In Room 7 many pieces of lime concrete lay among the debris over the clay, and some within it, suggesting that the upper floor here was of concrete. Examples of such flooring occur elsewhere on the site.

Rooms 4, 5, 6, and 7 seem to have had paved floors, the level under the fallen clay being somewhat too far below the thresholds to have been convenient. What appears to be a fragment of a paved floor occurs in a corner of Room 6 flush with the threshold and lying immediately under the clay that fell on it. What probably happened here is what is known to have happened in the South Building; the paving was removed before the upper floor or roof fell in.

A metre stick in the ground in an excavated area of a temple
Plate VII — Propylon threshold. The metre stick points to the place where a coin of Constantine II was found on the rock.

No traces of a stairway remain, but the upper floor might have easily been reached from the north of the building where the ground is very much higher.

The walls are nowhere sufficiently preserved to show how the rooms were lighted. If there were any windows in Rooms 5, 6, and 7, they would have been very high; but these rooms seem to have served only as a basement and would have demanded no great amount of light.

The removal of the paving stones to be carted off for use elsewhere probably happened in the last days of paganism.

The rock that served for the floors in Rooms 5, 6, and 7, in this impoverished period, and the lower courses of the walls, especially in the corners, show marks of fires in many places; and it is clear these were made for cooking. Marks of such fires occur also in Rooms 1 and 2, and cooking pots are found in nearly all the rooms under the debris.

Now the absence of any finds under the fallen clay, or on any of the floors where these are preserved, that can be dated with any certainty as yet later than the time of Constantius II, indicates that these rooms were not occupied long after his death in 363. The many coins found on the floor of Room 2, and one under the fallen clay in Room 4, appear to belong to the early 4th Century; these are now in course of being studied. Three lamps (Broneer Type 28) found on the late floor level just over the rock in Room 5, and under the clay; and fragments of the same type under the debris in other rooms, confirm the evidence of the coins. In the propylon court on the rock at the foot of the threshold, was found a coin of Constantius II (Plate VII); and in Room 1 on the floor a coin of the same Emperor was found with the same type of late Roman ribbed ware as occurs on the floor of a Roman house on the bluff of Kourion excavated in 1934. Here also a coin of Constantius II was found on the floor, near the skeleton remains of two women3 caught in the earthquake that brought down the house. Two lamps on the floor nearby, and another that had never been used, in splendid condition, found on the forearm of one of the victims, are of the same type (Broneer Type 28) as those found under the clay in the West Building. That none returned to retrieve or bury the dead testifies to the magnitude and extent of the earthquake, and explains the catastrophe that overcame the Sanctuary of Apollo at the same time.

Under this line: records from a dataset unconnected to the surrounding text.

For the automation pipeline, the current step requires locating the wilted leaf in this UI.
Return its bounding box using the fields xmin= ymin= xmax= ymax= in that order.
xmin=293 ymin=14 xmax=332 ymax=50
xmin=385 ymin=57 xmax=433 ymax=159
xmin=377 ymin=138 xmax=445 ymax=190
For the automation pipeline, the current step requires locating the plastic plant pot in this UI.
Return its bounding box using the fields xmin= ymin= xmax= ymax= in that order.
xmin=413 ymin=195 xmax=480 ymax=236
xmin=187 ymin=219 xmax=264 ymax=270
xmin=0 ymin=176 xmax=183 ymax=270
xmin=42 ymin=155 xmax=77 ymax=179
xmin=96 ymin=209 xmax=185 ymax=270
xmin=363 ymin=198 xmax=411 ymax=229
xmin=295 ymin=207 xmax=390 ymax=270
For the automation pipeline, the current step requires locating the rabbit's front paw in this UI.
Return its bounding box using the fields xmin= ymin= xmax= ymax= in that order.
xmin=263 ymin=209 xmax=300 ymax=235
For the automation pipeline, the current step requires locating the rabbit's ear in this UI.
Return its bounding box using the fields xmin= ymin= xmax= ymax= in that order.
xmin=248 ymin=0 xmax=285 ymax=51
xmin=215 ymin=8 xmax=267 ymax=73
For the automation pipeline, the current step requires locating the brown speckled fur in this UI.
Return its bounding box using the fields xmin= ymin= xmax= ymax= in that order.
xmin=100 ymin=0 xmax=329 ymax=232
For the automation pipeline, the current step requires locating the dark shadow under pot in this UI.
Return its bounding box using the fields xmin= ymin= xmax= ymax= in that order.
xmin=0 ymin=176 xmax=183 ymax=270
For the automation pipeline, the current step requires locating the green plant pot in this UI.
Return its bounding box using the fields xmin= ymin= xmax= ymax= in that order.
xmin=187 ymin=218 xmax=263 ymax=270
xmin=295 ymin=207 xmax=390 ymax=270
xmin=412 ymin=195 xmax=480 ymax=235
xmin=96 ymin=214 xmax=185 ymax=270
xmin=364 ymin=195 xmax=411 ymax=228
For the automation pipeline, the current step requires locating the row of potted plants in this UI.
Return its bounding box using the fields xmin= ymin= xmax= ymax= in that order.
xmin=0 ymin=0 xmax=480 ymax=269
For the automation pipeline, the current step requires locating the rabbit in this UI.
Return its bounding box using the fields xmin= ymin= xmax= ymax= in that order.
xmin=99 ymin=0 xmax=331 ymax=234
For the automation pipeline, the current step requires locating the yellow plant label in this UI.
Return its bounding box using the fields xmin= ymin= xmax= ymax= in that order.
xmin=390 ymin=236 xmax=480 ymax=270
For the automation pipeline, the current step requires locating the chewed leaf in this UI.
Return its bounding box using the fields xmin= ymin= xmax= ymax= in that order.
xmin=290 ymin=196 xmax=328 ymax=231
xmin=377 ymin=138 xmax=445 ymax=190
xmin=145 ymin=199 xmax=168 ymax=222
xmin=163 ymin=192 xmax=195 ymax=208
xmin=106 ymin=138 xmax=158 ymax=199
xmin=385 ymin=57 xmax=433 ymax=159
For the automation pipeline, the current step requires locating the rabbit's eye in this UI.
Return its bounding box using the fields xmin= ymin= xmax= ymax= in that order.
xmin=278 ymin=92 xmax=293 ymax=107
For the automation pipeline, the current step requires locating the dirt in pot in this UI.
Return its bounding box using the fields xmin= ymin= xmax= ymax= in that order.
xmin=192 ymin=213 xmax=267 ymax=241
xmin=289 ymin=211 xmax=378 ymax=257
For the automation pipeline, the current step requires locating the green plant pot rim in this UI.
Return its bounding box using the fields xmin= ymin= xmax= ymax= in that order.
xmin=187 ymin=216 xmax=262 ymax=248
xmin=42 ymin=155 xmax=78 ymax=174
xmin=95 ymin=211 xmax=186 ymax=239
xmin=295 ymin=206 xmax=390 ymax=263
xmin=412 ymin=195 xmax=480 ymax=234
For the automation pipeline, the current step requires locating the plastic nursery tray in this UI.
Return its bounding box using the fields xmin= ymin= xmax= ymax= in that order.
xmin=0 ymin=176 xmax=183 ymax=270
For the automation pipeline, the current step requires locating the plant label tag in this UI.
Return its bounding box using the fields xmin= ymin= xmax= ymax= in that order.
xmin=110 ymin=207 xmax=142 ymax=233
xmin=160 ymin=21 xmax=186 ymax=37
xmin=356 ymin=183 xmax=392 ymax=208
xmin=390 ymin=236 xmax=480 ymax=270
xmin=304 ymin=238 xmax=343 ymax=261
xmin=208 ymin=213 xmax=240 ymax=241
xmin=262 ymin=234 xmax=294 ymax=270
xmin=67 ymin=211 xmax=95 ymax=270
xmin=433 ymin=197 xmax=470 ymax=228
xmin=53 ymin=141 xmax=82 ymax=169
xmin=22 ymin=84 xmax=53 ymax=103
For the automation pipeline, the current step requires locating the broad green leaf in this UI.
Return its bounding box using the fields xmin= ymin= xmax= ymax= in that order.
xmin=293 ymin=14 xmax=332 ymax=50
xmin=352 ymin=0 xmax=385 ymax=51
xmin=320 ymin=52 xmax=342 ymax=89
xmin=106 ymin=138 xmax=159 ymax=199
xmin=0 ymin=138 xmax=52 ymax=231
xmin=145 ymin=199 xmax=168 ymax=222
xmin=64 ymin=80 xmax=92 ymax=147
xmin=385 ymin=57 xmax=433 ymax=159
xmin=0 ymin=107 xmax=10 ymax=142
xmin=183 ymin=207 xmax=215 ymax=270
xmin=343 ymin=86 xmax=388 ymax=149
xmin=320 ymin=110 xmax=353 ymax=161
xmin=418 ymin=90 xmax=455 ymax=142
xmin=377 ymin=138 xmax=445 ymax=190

The earthquake doubtless made itself felt in other parts of the island, and it is offered here as a likely explanation of the destruction of the Temple of Soli on the northern coast4. There the end of the period during which the temples were occupied is indicated by coins, and all these, with the exception of two explained finds, are of the Constantine era. The latest is dated to 324-327 A. D., so the earthquake may well have occurred in the second quarter of the Century.

It is hoped that further excavations this Spring will shed light on the period of construction.

G. H. McF.

Excavated floor of a room with foundations cleared
Plate VII — Floor of Room 1, West Building, after removing the second Stratum.

1 University Bulletin, Vol. 7, No. 2.
2 A local name for granular rock derived from crumbling limestone.
3 Formerly thought to have been of a man and woman (University Bulletin January 1935). This house was excavated by Mr. J. F. Daniel of the Museum staff.
4 Swedish Cyprus Expedition, Vol. III.